Despite consistent success, Boston College and Rutgers have drawn little notice this season, but last week their high-scoring splurges got some attention. The Eagles bombed Massachusetts 70-8 while the Scarlet Knights rocked Colgate 62-21.
Rutgers rolled up 781 yards on offense, an NCAA high for the season. Five of its nine touchdowns came through the air, the first two 90-and 67-yarders from Bert Kosup to Mark Twitty. Fullback Keith Barnette of Boston College maintained his national scoring lead with three touchdowns, giving him 122 points with one game yet to play, against Holy Cross. "Yes, I do want that title," he said later. "I like the feeling. I hadn't given it much thought until the coach [ Joe Yukica] showed me I was high in the rankings a couple of weeks ago."
Temple Coach Wayne Hardin was thinking about what might have been after his Owls outclassed Villanova 17-7. "We're very happy with 8-2," he said. Then the late-season losses to Cincinnati and Pitt came to mind. "Except for five minutes and 15 seconds we would be exceedingly thrilled. The kids have done a tremendous job in the last two years—17 and three is not bad." Steve Joachim passed for two touchdowns and established a new Temple single-season total-offense record of 2,227 yards. Halfback Henry Hynoski rushed for 117 yards to set another Owl career standard of 2,218.
Lehigh blasted Lafayette 57-7 in the 110th edition of collegiate football's most-played rivalry, and Holy Cross tripped Connecticut 23-14. In the Ivy League, Penn came from behind to beat Dartmouth 27-20, Brown concluded its second straight winning season by whipping Columbia 28-19 and Princeton downed Cornell 41-20 as Walt Snickenberger scored four touchdowns and rushed for 163 yards. Snickenberger also broke Cosmo Iacavazzi's single-season Princeton touchdown mark of 14 and became the second Tiger to gain more than 1,000 yards in a season.
1. Penn State (8-2)
2. Pittsburgh (7-3)
3. Temple (8-2)
And now the "Liberty" formation, so named because Tennessee used it to defeat Kentucky 24-7 to earn a Liberty Bowl invitation. This latest of college football's offensive innovations features an unbalanced line with no split ends and three running backs stacked in an I formation. Because the backs are also set a full stride to the strong side, there is no one directly behind the quarterback. "We were looking for a way to get into the line and out to the corner as quickly as we could," said Volunteer Coach Bill Battle. "We figured this gave us a step or two."
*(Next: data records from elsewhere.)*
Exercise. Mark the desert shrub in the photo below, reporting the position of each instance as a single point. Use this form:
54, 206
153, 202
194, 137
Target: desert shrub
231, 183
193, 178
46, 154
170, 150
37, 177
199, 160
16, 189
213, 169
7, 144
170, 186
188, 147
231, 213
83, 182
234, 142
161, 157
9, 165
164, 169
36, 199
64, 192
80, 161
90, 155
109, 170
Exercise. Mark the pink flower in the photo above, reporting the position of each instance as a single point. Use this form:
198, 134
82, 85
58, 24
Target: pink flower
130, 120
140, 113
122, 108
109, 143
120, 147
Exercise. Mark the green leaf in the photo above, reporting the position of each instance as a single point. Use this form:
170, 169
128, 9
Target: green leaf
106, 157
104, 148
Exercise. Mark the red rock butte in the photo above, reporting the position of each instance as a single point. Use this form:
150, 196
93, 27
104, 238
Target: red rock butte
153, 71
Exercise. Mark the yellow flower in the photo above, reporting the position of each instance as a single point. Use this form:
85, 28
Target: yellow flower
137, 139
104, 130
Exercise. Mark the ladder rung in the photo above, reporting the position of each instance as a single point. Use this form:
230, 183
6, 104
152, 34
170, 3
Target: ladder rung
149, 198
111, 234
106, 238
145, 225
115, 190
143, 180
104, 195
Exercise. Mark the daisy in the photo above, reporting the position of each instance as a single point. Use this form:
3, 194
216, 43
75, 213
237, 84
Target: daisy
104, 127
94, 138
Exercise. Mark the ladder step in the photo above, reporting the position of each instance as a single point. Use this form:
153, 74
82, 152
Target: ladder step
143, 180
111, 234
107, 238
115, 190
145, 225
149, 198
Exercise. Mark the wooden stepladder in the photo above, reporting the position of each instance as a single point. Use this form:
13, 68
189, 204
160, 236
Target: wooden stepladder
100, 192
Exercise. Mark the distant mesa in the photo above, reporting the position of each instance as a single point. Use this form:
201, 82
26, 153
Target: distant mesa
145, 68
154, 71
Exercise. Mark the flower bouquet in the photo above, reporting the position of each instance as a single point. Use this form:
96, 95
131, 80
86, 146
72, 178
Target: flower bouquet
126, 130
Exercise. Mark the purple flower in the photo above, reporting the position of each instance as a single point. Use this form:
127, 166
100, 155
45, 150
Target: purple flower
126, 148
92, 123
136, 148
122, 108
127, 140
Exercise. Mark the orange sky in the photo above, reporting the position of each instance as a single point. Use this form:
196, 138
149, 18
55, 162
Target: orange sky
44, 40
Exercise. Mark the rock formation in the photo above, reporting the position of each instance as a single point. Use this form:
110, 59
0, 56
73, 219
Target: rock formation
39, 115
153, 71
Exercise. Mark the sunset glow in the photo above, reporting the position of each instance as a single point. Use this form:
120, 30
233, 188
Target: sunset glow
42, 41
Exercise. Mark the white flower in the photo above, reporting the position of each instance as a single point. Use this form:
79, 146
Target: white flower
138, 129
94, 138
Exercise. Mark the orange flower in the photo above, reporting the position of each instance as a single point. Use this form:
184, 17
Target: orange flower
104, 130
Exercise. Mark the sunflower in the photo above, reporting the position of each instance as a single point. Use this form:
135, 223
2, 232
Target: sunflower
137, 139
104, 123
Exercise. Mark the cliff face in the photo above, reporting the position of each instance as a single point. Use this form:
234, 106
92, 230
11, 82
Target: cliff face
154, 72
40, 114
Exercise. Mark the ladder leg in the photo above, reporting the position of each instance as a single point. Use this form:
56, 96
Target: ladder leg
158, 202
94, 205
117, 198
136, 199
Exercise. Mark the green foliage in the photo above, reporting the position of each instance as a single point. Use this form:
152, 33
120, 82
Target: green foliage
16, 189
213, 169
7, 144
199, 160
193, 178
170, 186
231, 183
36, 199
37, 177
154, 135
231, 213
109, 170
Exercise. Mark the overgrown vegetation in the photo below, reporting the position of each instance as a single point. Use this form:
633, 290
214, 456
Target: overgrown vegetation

Mississippi State defeated Mississippi for only the third time in 28 years, 31-13, and upped its record to 8-3, best since 1946. "We broke the string," said Walter Packer, who scored twice, "and I feel it's going to be like that for years to come." The Rebels committed eight turnovers, three of them setting up Bulldog touchdowns.
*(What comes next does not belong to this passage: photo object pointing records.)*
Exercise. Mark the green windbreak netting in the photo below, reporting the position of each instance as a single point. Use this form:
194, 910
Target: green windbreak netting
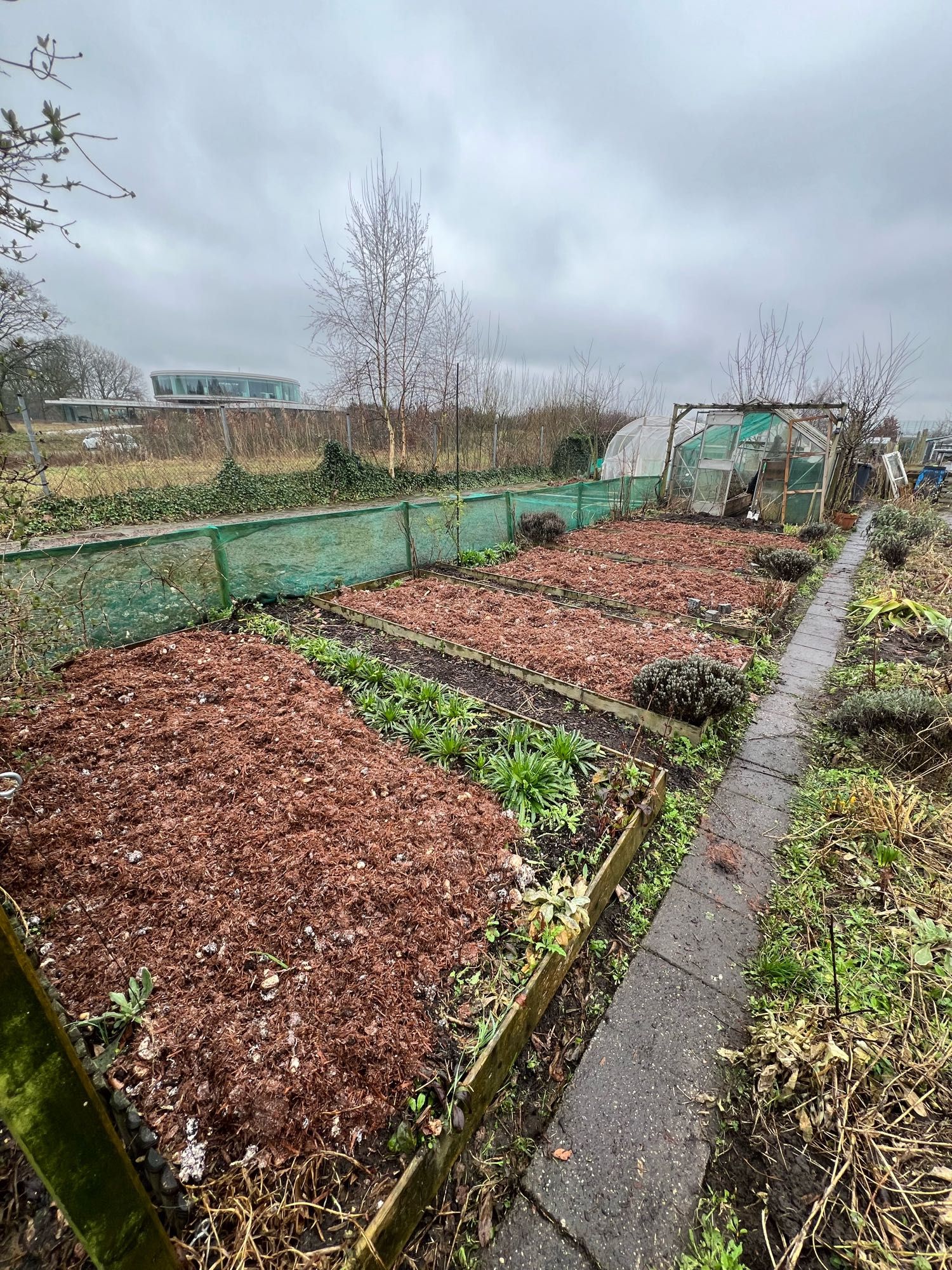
110, 594
314, 553
106, 594
484, 523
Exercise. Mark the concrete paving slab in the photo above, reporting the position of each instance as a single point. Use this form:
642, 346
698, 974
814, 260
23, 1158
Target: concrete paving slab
711, 942
633, 1118
742, 820
727, 873
814, 641
783, 756
756, 784
639, 1135
529, 1241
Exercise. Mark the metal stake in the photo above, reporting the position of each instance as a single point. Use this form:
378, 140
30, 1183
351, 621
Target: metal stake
458, 463
35, 449
227, 431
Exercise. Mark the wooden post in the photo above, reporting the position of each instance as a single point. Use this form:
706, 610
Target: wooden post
826, 477
227, 431
677, 416
406, 512
34, 448
50, 1107
786, 474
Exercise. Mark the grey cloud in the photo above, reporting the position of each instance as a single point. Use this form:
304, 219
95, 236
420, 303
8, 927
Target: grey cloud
642, 176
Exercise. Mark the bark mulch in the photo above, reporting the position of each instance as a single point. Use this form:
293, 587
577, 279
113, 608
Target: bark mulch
197, 802
579, 646
651, 586
678, 543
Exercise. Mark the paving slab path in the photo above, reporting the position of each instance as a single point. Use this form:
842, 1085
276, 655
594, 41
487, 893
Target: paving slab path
638, 1117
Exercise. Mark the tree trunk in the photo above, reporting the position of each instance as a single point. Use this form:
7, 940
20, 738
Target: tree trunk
392, 439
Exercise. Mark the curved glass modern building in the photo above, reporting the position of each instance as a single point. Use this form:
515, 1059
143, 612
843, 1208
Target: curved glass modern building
190, 388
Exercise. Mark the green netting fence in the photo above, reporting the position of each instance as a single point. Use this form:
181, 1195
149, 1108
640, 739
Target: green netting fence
129, 590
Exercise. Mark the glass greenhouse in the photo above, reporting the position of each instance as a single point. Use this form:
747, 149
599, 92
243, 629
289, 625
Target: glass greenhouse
779, 458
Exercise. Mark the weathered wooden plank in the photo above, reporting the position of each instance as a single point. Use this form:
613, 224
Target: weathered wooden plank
381, 1243
628, 711
50, 1107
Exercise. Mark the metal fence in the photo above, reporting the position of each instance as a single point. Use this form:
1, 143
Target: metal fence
182, 448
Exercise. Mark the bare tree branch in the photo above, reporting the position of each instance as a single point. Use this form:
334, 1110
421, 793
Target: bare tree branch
771, 365
31, 152
373, 308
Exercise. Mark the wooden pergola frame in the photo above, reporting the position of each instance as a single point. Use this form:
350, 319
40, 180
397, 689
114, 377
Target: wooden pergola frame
835, 411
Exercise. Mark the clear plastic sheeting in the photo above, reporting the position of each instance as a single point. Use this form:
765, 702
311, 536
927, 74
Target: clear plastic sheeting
639, 449
728, 454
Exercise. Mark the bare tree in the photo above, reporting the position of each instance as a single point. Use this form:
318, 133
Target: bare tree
30, 152
771, 365
29, 326
450, 347
98, 373
373, 308
873, 384
598, 399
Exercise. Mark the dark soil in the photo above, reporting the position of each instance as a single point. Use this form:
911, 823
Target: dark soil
927, 650
651, 586
793, 1179
581, 646
199, 802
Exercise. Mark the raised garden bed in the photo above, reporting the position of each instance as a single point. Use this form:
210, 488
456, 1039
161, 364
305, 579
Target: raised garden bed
640, 589
579, 653
727, 625
238, 799
678, 544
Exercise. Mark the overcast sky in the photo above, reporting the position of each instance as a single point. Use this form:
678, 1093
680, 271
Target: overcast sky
638, 175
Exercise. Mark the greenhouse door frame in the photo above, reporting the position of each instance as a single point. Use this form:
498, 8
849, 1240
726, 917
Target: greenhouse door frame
714, 465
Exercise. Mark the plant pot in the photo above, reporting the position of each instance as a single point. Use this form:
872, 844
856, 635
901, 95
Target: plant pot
846, 520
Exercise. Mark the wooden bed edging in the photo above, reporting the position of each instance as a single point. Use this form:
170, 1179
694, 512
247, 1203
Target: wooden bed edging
381, 1243
626, 711
620, 609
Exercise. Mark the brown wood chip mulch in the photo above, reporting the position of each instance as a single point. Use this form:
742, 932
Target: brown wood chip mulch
681, 544
202, 799
651, 586
579, 646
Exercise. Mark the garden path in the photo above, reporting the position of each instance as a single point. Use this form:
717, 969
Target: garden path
639, 1117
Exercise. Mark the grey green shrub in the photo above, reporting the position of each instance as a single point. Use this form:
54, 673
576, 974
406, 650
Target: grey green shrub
691, 690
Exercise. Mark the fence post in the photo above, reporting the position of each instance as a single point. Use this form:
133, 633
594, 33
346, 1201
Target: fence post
34, 448
221, 568
227, 431
53, 1111
406, 511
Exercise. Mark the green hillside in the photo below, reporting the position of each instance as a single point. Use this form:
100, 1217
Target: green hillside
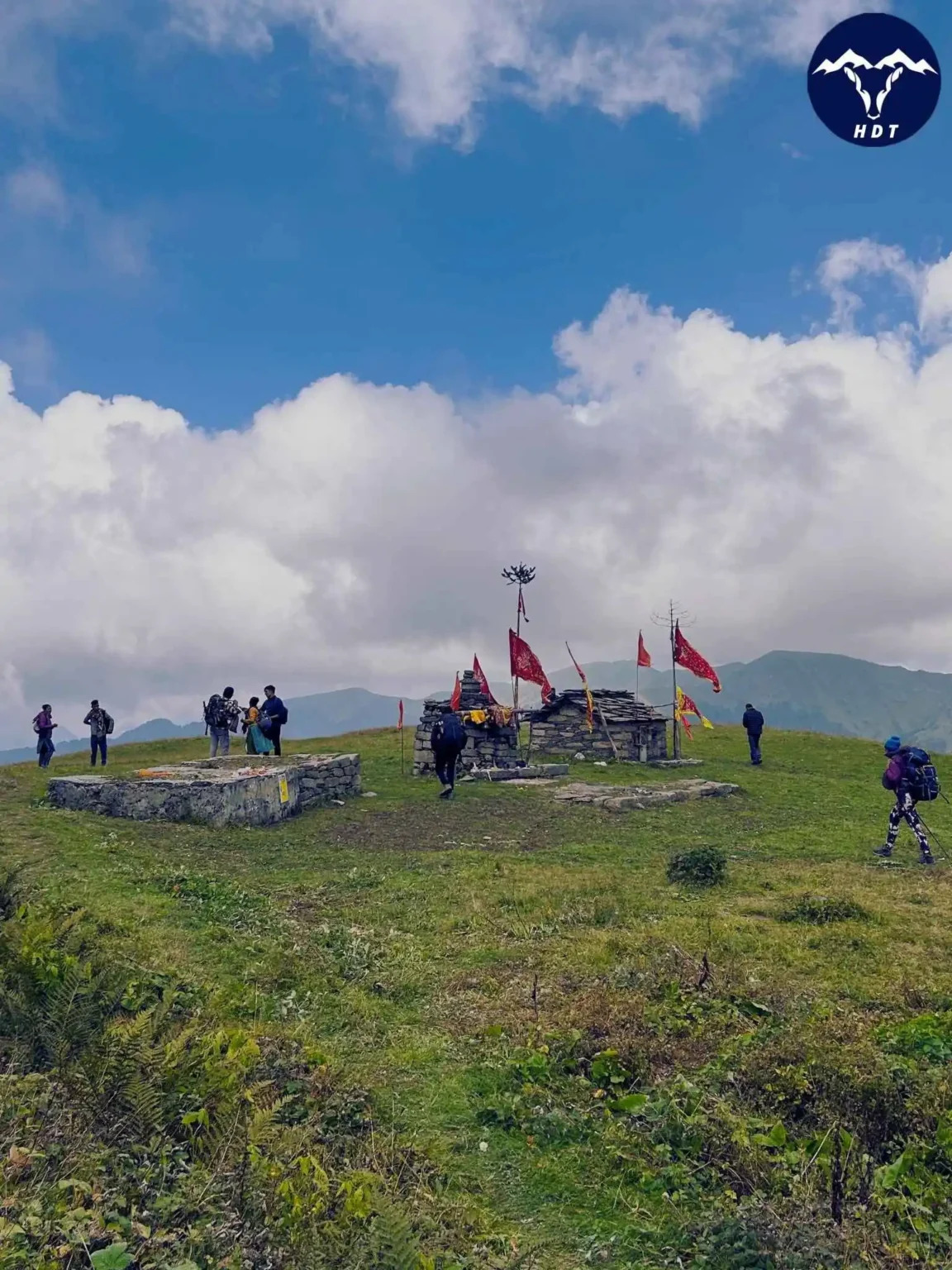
807, 691
487, 1034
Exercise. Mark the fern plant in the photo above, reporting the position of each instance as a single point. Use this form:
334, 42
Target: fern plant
397, 1248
Louisiana State, looking for two straight wins to avoid its first losing season since 1956, got one of them against Tulane 24-22. The Tigers roared to a 17-0 lead but needed a time-consuming drive to hold off the Green Wave at the end. Brad Davis scored the final Tiger touchdown, and his 117 yards rushing made him the first LSU player to top 2,000 in a career. Vanderbilt had an easier time of it in another nonconference game, pasting Louisville 44-0. Mark Adams kicked three field goals for the Commodores, who amassed 603 yards on offense.